Sonya has worked in a wide range of mediums from drawing and painting to mosaics, mural painting, basket weaving and silkscreen printing, as well as being involved in the illustrations for Irra Wangga Language Programs. She has travelled widely in Western Australia and has worked at art centres in Geraldton, Carnarvon, and Port Hedland.
Her current interests are in painting the country of the upper Gascoyne and out towards Mt Augustus. “It’s red sand and spinifex country and in springtime there are everlastings and other wildflowers and the creeks are running. A lot of stories I’ve got in my head, so it’s good to paint one theme.”
Once I’ve got the colours organised in my mind, the rest just follows along. It takes a while to get all the background colours done and then it goes from there. I wait, maybe overnight, until the rest of the painting comes to me. Sometimes it is in a dream. Then I start with a colour, then I add some other tints to it to make it darker or lighter, to create movement and to tell the story.” Sonya adds, “The more I paint, the more stories come into my mind that I want to paint, stories from when I was growing up. One story brings back another.

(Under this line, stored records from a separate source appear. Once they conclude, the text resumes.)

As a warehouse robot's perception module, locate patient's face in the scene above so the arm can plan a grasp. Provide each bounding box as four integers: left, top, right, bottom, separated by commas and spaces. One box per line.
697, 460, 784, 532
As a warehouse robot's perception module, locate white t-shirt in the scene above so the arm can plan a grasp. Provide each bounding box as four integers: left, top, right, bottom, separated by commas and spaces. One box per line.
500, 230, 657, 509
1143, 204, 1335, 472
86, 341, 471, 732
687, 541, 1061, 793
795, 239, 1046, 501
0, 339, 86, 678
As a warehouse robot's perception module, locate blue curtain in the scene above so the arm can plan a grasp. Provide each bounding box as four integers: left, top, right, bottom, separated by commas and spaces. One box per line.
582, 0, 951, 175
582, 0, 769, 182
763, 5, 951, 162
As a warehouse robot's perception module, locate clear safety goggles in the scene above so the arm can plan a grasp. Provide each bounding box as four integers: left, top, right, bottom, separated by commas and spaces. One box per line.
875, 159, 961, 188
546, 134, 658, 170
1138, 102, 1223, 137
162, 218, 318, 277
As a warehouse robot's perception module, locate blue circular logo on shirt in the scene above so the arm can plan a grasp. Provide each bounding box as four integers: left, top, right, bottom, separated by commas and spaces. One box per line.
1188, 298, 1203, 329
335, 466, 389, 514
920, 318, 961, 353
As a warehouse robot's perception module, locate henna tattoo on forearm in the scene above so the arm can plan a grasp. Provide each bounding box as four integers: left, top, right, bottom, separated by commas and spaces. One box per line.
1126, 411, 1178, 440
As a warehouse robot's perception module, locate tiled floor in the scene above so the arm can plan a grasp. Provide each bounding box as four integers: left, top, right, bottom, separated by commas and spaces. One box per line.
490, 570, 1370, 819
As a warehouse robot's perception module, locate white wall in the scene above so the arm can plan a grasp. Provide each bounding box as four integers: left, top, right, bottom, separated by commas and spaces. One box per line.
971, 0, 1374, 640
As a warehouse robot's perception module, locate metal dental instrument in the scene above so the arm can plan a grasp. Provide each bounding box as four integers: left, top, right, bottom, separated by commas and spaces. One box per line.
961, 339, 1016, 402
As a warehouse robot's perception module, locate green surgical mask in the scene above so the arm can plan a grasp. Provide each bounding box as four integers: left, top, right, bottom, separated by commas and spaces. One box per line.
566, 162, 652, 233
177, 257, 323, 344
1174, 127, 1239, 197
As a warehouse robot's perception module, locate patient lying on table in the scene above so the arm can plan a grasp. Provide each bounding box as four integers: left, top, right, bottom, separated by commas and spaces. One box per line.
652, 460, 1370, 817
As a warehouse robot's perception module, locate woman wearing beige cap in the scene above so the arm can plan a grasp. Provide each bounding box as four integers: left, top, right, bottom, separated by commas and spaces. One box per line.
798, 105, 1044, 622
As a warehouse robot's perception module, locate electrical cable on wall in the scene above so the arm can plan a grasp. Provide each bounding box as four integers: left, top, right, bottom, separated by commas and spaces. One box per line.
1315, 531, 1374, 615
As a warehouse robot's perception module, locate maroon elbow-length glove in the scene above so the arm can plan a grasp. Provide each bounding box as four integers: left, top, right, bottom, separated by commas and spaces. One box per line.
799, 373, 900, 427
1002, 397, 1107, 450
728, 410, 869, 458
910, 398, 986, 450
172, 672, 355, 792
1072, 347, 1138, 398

It’s an ongoing and compelling process.”
Sonya is currently living in Perth and paints at her home. Over the last five years she has had family and friends that have passed. She says: “Sometimes when I’m painting, with the grief I’ve had, the painting helps me get through it. I came to Perth in 2018 and approached Japingka Gallery with one painting. It opened a new doorway for me, and I have become wiser, and more creative throughout my journey.”
In early October 2020, Sonya went to the Pilbara and Upper Gascoyne for two weeks with a group led by Peter Salmon, who wanted to go back to his Warrinyangga country with his children and grandchildren. His main purpose was to re-enliven his ancestral language, as he is its last living speaker, and pass it down his family line in the hope of preserving it. The trip was reinvigorating for Sonya, too, and a re-connection to her country as they travelled through and stopped at a number of the places where she had lived with her family as a child. Since Sonya has been painting with Japingka, her iconic artworks have found a local, national and international audience, finding distant homes in the USA, Europe and Ireland. From 2020 Sonya has had two paintings in the inaugural exhibition at the new Western Australian Museum, Boola Bardip.